Flags fly at half-staff...our national leaders pause for a moment of silence at the White House and on the Capitol steps...and even seasoned news reporters struggle with the pain and anguish of those devastating moments when a mall parking lot suddenly became a killing field.
The heart-rending toll of a lone gunman's rampage - six people dead, 14 others wounded. In a Tucson hospital, Representative Gabrielle Giffords, apparently the intended target, battles for her life with a critical head wound.
As horrific as the losses are, we now know that there could have been many more. When the shots began, the everyday heroes stepped up.
Gabby Giffords' 20-year-old intern, Daniel Hernandez, ignored the bullets to reach the side of the wounded. When he saw the Congresswoman contorted on the ground, he sat her upright to keep her from asphyxiating. Then, with his bare hands, he applied the pressure to her head wound that may have saved her life. As he ran by her gurney to a waiting ambulance, he was covered with her blood.

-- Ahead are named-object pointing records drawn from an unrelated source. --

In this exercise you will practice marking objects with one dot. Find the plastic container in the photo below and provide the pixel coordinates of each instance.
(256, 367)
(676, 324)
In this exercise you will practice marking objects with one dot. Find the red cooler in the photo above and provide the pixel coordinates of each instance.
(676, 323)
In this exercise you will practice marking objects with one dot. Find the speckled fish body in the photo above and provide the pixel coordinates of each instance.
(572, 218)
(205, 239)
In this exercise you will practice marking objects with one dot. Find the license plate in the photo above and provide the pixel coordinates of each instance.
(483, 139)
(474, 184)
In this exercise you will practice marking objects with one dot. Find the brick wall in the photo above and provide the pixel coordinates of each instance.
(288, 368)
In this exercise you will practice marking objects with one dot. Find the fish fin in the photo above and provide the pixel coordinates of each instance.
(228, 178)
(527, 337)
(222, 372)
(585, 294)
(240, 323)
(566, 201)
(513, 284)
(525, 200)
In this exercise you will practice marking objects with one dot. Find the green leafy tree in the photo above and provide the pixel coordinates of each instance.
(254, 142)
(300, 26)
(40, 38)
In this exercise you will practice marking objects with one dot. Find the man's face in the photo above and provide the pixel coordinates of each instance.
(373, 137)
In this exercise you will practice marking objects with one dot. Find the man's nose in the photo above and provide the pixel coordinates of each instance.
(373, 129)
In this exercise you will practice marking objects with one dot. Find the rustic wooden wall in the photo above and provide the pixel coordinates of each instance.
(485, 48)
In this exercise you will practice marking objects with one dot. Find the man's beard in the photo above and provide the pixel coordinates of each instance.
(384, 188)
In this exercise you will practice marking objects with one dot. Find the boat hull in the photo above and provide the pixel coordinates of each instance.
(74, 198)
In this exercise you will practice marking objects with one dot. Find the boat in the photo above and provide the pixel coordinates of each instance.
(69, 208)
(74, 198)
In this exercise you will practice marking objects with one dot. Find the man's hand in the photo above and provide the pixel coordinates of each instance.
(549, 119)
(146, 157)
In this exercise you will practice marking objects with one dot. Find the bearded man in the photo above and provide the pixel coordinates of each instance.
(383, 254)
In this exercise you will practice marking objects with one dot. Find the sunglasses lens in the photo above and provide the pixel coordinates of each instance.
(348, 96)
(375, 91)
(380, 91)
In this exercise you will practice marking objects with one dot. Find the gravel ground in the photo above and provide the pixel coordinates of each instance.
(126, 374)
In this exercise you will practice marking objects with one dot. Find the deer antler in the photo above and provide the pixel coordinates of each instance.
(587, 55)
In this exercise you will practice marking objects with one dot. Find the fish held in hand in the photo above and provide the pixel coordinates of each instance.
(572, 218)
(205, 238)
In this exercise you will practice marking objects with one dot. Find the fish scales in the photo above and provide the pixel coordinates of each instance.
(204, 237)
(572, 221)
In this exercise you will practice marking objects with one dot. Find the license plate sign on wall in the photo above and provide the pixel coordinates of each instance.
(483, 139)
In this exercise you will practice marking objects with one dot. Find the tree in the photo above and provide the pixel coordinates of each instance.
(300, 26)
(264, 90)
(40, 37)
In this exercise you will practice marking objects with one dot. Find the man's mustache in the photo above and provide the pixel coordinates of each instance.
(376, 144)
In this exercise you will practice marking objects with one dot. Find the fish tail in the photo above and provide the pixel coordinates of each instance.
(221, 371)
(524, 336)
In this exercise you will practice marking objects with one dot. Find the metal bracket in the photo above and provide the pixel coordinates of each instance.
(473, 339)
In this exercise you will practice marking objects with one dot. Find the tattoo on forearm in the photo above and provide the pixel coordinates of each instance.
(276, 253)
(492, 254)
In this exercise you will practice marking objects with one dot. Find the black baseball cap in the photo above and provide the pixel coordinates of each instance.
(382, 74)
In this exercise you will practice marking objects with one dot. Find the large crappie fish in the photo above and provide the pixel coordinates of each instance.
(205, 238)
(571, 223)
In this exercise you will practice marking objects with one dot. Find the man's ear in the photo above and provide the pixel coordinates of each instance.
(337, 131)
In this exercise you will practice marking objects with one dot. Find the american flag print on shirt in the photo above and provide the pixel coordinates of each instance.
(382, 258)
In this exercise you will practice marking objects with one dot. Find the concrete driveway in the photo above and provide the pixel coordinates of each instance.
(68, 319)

Patricia Maisch, described as looking like a "storybook grandmother," first hit the ground, then dove for the second ammunition magazine the shooter was about to load - with 31 more shots. That act of selfless bravery allowed two survivors to tackle and subdue the assailant. We'll never know how many lives they saved.
Then the doctor in the crowd pitched in. Followed by a flood of first responders.
Whatever each person's plans had been for that destiny Saturday morning, suddenly only one thing mattered. Saving the people whose lives hung in the balance.
Does anything else really matter when people are dying? You drop everything to do what you can to save them.
It is that life-saving instinct that could be the difference between life or death for people all around you and me. Eternal life or death, that is.
The need for life-saving action is so blatantly obvious when the danger is physical. But the Bible leaves no doubt that there are so many people in a mortal danger that is not visible, but still horrifically real. It is a life-threat that can cost a person much more than another 30 or 40 more years on earth. This threat can cost you heaven.
God's Word tells us that "God has given us eternal life, and this life is in His Son. He who has the Son has life; he who does not have the Son of God does not have life" (1 John 5:11-12). Since only Jesus died to pay for the sin that keeps us from God and His heaven, only those who "have the Son" are ready for eternity whenever it comes.
God uses sobering and unmistakable language to open our eyes to the condition of so many around us: they are "lost" (Luke 19:10)..."perishing" (2 Corinthians 2:15)..."without hope and without God in the world" (Ephesians 2:12)...those who "will be shut out from the presence of the Lord" (2 Thessalonians 1:9). The Bible reveals the mortal danger of people around us who don't belong to Jesus - and, in so doing, summons us who know Him to do whatever we can to save them!
That's why the Bible commands us to "snatch others from the fire and save them" (Jude 23) and to "rescue those being led away to death" (Proverbs 24:11). Each Jesus-follower is divinely positioned to be the life-saving difference for people they know.
My prayer needs to be, "Jesus, help me see the people around me through Your eyes." He sees so much more than neighbors or coworkers or friends. He sees them as future inhabitants of eternity. In heaven...or in hell.
There's a life-saving emergency right in front of each of us who knows Jesus. We can't wait for a "rescue professional" to get there. If you're with a person in danger of dying, you're responsible.
If anything stops us, it will be fear. As Daniel Hernandez reflected on taking action while bullets were still flying, he said, "Of course, you're afraid. But you have to do what you can." Yes, you do. Especially when someone's eternity is in the balance.